I have been in the same job for more than eleven years. This is the longest I have been in the same job. I have no idea what the future will bring. During this era of global and local instability I cherish having a roof over my head, a place that I can afford. In Vancouver, now one of the world's most expensive cities for housing this is just incredible. Had I not found this place to live I would have but few options: share a terrible apartment with unreliable roommates, untenable at the age of fifty-nine; find the cheapest apartment possible and endure unsafe substandard housing while never knowing if I have enough money left over for food; end up periodically homeless because of the tight housing market and the extreme difficulty of keeping a stable roof over my head; or move to another, cheaper part of the country. While I feel nothing but gratitude to God and all those who have helped me find housing and sustainable employment I also fear for the future of this city, that it is becoming a place increasingly hostile to the poor.
I still hate the neighbourhood I live in. Today, while leaving the building I was threatened by three young street youths trying to gain illegitimate access to the building. This is not a safe area and I find that I stay home evenings rather than risk the nuisances and less than safe conditions outside at my doorstep.
The building is well-managed even if the fundamentalist Christians running the place can be a bit unreasonable at times. On the whole we get on well and simply politely agree to disagree on certain nonessential (for me anyway) matters of faith. We occasionally clash but there is primarily good will there and we all try to get along and work together.
Maintaining clear boundaries with mental health tenants with whom I have on occasion worked with as clients can be a bit of a challenge: like the tenant who was recently a client of a psychiatric centre where I work. Recently in the elevator she began telling me all about her toe fungus as though she could not get it through her head that I was no longer her professional support worker.
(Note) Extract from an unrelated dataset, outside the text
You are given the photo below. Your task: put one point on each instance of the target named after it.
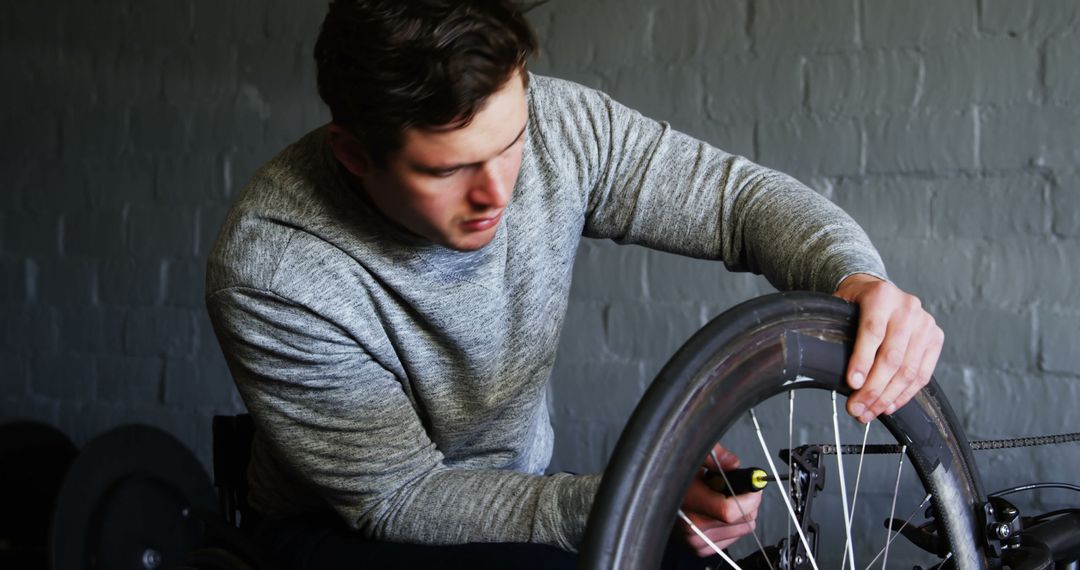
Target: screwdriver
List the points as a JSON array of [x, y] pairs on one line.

I am very grateful to have this place, my little bachelor apartment, adorned with multiple paintings of mine, four book cases overflowing with some six hundred volumes in English and Spanish, and my window festooned with coloured Christmas lights, my Christmas smile. This place is a Candela and my life has become a candela, a tiny light flickering but still shining despite the odds in the enveloping darkness. A light of hope as I grow each day a bit older and yet somehow feeling nothing of age or of youth, but a timeless eternal rhythm, a balance that holds my life in balance with all the lives that surround me.